The Stornoway Gazette and its sister newspapers have been sold to a new owner, JPIMedia

JPIMedia was set up by the debt holders to the Johnston Press group - the financially troubled parent company of the Gazette, Scotsman, i newspaper  and over 200 regional titles.

As part of the rescue deal, lenders have restructured its £220 million debt.

That takes the money owed down to £85 million with the repayment deadline extended from next summer to December 2023.

Additionally, the bondholders have provided £35 million of new money as fresh investment for the business.

JPIMedia said the acquisition safeguards the future of the newspapers.

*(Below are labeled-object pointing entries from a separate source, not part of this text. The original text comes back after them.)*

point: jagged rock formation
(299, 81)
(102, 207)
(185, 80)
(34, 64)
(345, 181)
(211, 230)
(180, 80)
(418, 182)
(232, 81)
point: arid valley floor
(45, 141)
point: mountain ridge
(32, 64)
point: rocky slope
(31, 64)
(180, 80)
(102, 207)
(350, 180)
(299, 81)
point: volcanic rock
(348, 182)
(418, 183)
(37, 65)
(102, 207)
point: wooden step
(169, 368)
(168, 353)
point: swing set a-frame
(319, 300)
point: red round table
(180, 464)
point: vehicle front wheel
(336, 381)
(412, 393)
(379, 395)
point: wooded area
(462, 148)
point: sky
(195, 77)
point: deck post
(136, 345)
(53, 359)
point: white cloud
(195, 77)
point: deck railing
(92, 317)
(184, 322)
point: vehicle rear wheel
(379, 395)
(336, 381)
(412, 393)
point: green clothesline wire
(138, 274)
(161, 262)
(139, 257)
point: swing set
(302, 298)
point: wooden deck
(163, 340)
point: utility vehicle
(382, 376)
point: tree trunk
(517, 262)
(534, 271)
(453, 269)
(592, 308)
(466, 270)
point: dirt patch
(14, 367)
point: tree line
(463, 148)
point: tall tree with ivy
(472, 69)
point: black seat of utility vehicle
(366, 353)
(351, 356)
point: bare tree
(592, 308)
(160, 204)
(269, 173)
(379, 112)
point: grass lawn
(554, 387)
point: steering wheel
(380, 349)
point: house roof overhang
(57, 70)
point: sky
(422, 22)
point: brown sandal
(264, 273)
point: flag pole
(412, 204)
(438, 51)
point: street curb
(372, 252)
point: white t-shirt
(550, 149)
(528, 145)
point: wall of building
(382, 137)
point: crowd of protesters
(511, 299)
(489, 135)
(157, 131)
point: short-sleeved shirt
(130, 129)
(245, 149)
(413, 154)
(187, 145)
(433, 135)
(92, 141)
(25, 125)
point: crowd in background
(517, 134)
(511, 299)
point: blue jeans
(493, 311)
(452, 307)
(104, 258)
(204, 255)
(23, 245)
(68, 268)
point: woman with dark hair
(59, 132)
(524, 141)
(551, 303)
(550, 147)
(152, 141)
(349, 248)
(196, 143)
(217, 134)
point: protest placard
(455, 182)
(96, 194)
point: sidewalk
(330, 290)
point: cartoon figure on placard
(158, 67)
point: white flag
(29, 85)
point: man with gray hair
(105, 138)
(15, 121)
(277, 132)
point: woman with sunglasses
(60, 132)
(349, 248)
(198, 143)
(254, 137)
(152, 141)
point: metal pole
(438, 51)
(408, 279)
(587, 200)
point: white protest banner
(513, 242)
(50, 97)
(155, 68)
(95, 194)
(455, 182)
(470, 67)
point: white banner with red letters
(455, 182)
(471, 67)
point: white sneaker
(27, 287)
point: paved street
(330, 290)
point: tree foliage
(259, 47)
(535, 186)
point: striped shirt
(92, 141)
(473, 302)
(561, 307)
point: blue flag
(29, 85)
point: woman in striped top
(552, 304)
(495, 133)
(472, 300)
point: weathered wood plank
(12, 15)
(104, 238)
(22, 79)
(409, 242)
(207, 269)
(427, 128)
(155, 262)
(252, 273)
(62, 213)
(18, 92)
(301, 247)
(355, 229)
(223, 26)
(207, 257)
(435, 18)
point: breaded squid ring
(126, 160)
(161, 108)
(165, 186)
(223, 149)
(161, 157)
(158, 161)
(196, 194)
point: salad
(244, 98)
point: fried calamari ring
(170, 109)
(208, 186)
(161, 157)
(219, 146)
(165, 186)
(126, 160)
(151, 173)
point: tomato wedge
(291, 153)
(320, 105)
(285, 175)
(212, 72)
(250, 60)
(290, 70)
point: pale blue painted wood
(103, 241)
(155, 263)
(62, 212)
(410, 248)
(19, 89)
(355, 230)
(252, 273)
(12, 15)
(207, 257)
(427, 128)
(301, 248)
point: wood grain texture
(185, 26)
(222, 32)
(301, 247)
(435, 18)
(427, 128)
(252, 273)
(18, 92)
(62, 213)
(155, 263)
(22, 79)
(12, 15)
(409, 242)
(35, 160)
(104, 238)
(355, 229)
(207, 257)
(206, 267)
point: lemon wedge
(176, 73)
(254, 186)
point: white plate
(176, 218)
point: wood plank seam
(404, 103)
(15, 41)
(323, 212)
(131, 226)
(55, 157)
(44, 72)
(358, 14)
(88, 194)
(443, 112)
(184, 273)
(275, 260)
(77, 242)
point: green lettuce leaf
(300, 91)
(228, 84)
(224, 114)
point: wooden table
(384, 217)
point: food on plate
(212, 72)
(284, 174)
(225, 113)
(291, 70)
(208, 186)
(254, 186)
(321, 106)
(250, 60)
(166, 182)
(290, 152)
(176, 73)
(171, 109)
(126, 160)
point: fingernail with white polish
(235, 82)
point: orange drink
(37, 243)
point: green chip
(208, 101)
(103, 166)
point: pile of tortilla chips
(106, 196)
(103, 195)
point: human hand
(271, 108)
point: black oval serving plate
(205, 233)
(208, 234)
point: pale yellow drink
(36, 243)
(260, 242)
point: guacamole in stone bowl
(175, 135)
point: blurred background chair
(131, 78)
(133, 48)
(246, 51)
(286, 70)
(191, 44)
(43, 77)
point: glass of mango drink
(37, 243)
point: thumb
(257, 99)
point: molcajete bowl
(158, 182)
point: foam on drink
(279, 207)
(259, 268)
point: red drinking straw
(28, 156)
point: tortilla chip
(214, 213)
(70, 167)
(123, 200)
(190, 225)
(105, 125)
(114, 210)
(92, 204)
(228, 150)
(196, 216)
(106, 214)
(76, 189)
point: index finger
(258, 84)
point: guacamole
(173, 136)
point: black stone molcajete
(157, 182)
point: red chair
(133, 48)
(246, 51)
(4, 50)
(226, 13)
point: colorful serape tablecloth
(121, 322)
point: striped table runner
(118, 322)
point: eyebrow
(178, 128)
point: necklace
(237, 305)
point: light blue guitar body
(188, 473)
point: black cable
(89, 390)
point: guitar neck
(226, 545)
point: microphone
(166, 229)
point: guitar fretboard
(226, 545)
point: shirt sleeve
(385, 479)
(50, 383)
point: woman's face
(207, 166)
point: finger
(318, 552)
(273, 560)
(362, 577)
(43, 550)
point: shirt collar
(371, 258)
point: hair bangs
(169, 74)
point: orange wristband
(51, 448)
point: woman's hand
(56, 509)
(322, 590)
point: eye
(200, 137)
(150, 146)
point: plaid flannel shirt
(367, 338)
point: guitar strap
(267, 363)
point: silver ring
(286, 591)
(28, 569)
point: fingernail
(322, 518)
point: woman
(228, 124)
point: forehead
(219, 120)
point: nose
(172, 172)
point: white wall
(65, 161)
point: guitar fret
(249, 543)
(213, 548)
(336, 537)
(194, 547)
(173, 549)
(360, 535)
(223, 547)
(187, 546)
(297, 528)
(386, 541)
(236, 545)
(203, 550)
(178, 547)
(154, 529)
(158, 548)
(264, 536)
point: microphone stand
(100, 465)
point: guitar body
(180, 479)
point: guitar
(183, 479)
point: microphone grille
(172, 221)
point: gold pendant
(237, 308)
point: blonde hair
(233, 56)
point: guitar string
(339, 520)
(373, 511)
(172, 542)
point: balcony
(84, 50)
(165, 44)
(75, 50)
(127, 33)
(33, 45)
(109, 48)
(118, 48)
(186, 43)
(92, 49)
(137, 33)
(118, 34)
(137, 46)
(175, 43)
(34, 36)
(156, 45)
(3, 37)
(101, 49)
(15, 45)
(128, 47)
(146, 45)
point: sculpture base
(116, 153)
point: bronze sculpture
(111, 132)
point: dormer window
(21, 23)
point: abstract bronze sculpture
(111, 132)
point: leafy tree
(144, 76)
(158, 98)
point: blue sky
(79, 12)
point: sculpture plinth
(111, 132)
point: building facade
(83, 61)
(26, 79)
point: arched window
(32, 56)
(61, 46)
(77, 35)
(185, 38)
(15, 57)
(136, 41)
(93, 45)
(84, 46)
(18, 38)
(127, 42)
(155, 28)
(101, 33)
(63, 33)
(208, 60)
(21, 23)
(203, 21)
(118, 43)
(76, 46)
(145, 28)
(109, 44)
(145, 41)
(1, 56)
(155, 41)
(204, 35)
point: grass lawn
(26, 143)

Johnson Press’s businesses and assets have been sold to JPIMedia, following the court appointment of administrators to the group companies earlier today.

 

JPIMedia’s said the new owners “recognise the vital role that local and regional media plays in the communities they serve and remain committed to protecting and enhancing the value of the business in the future.”

 

David King, the former chief executive officer of the group, becomes chief executive of JPIMedia.

Mr King said: “The sale of the business to JPIMedia is an important one for the Johnston Press businesses as it ensures that operations can continue as normal, with employees’ rights maintained, suppliers paid, and newspapers printed.

“We will focus on ensuring the group’s titles continue to publish the high-quality journalism we are known for and which has never been more important.

“I look forward to working with JPIMedia to assess and implement the opportunities available to us in the future, underpinned by a stronger balance sheet.”

John Ensall, director of JPIMedia said: “In the absence of another financial solution being available for the business, we are pleased to have reached this agreement to acquire Johnston Press, to protect the value of the business, preserve jobs and allow for the uninterrupted publication of its websites and newspapers.

“As part of this transaction we have reduced the level of net debt very significantly and invested £35 million to put the business in a far stronger financial position.

“We look forward to working with the management team as they embark on the next chapter in Johnston Press’s story in the media sector, with the resources to support local and national journalism and embrace the digital future.”

An assessment period has been triggered for the employees on the defined-benefit pension scheme.

The firm told staff they should “turn up for work as normal” on Monday as the newspapers and websites will continue to be published as usual.